I think that comment is a really low blow. NHS workers are human too, and they're allowed to vent their frustration like anybody else - especially the emergency response team, who end up with all of the passed bucks. I'm not saying that the abusers should be denied the same rights as everybody else, but when it comes to NHS resources, they're hardly helping, are they? It costs a huge amount to send an ambulance out.
Are you saying that, if you constantly received hoax/ridiculous callouts for whatever your job is - preventing you from getting to people with a genuine need for you - you would turn up with a smile every time and not even be a little annoyed? Yes, the people making the endless calls are often vulnerable in certain ways, but so are the people having heart attacks, brain haemorrhages and being smashed into by drunk drivers.
Every time I've needed an ambulance, either me, or the person calling for me have had to answer so many questions to make sure it's needed.
But I assume you/they are relatively calm, lucid, reasonable and compliant when calling? If somebody faked an inability to breathe, cried out and spoke in forced gasps that they were dying, whilst refusing/ignoring any questions they were asked, an ambulance would be sent anyway - as their circumstances could just as easily be somebody in genuine desperate need of urgent assistance as somebody who knows how to 'perform' to get an ambulance out, even though there's nothing/very little wrong with them.
There definitely should be some kind of referral system afterwards for people calling multiple times a day/week, rather than just checking them and discharging them. I maintain that anybody who needs/claims to need an ambulance five times a day, every single day, is not capable of independent living.

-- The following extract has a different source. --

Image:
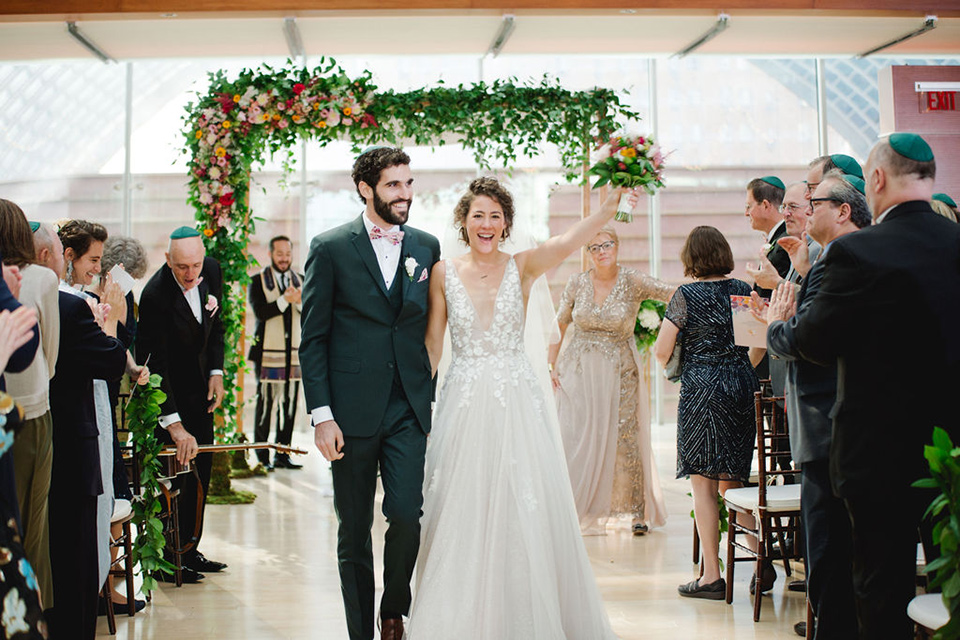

The right kind of targeted help - going through their living and independent vs (possibly self-funded) residential accommodation options with them and making it clear that medical staff could act in their best interests if they were deemed to lack capacity - would both serve as a massive wake-up alarm call to the faking attention seekers who realised their game was up, whilst also proving a huge relief to those genuinely in need of ongoing medical assistance, that they might finally be helped to get it.